Avec sa célèbre galerie à deux niveaux qui franchit le Cher, le château de Chenonceau est la parfaite illustration de l’architecture Renaissance du Val de Loire, qui se compose de deux parties :  Un donjon édifié sur la rive droite, remanié au XVIème siècle, ainsi qu’un corps de bâtiment aménagé sur la rivière, constituent l’essentiel du château. Il est l’un des plus prestigieux châteaux de la Loire, réputé pour son élégance et sa situation privilégiée. L’architecture et le paysage étant intimement liés, révèlent un juste équilibre entre le corps principal du château, la rivière et lesjardins à la française.

Chenonceau a été édifié entre 1513 et 1521. C’est Katherine Briçonnet, épouse de Thomas Bohier, général des finances  de François Ier, qui supervise sa construction sur les ruines d’un donjon médiéval. Le château intègre quelques années plus tard le domaine royal, en règlement de dettes, et devient la propriété du roi François Ier.

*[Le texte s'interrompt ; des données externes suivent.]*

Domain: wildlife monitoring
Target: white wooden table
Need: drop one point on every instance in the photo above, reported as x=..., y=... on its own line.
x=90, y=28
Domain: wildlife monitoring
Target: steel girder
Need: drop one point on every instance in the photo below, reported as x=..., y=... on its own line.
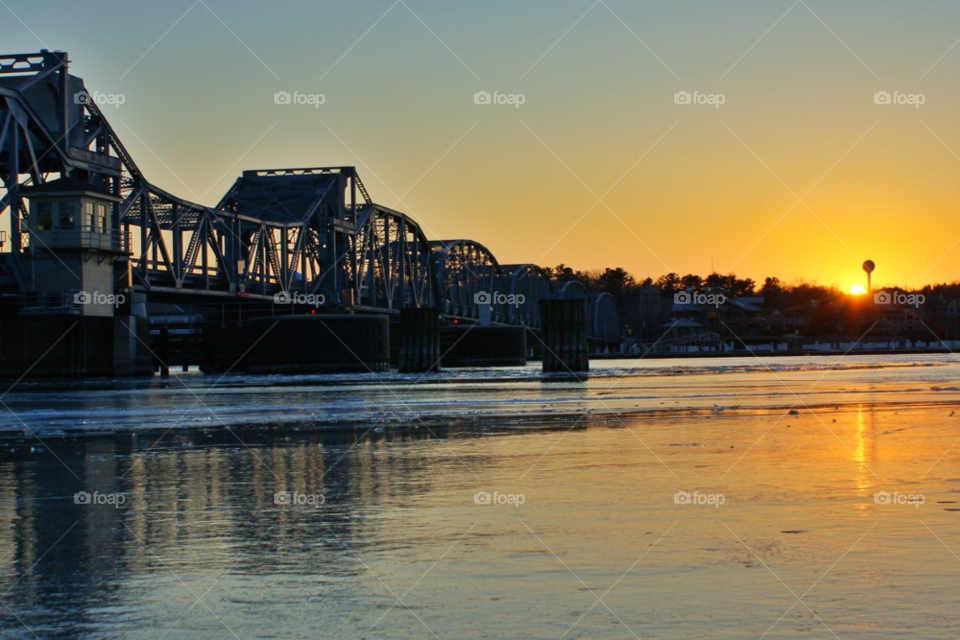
x=312, y=230
x=391, y=264
x=464, y=270
x=531, y=282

Son fils, Henri II offre ensuite le château à sa favorite Diane de Poitiers. qui fit aménager sur la rive droite du Cher, le magnifique jardin portant encore son nom aujourd’hui et entreprend par la suite l’édification du pont à cinq arches, qui relie le château à l’autre rive de la rivière.

Après le décès du roi Henri II, son épouse Catherine de Médicis écarte Diane de Poitiers et se réapproprie le château pour s’y installer, en vue de régenter les affaires du royaume. Elle décida d’aménager le pont de Diane de Poitiers, en ordonnant la construction de la somptueuse galerie qui enjambe le Cher, achevant de donner à Chenonceau le style qu’on lui connait aujourd’hui.

En 1733, le château change à nouveau de propriétaire et repasse dans le domaine privé pour devenir la propriété de la famille Dupin, qui le préserve des excès de la révolution. Louise Dupin, célèbre pour sa beauté et son esprit, y tint un brillant salon littéraire et philosophique, où elle reçoit d’éminents hommes de lettres, notamment, Voltaire, Montesquieu, Rousseau …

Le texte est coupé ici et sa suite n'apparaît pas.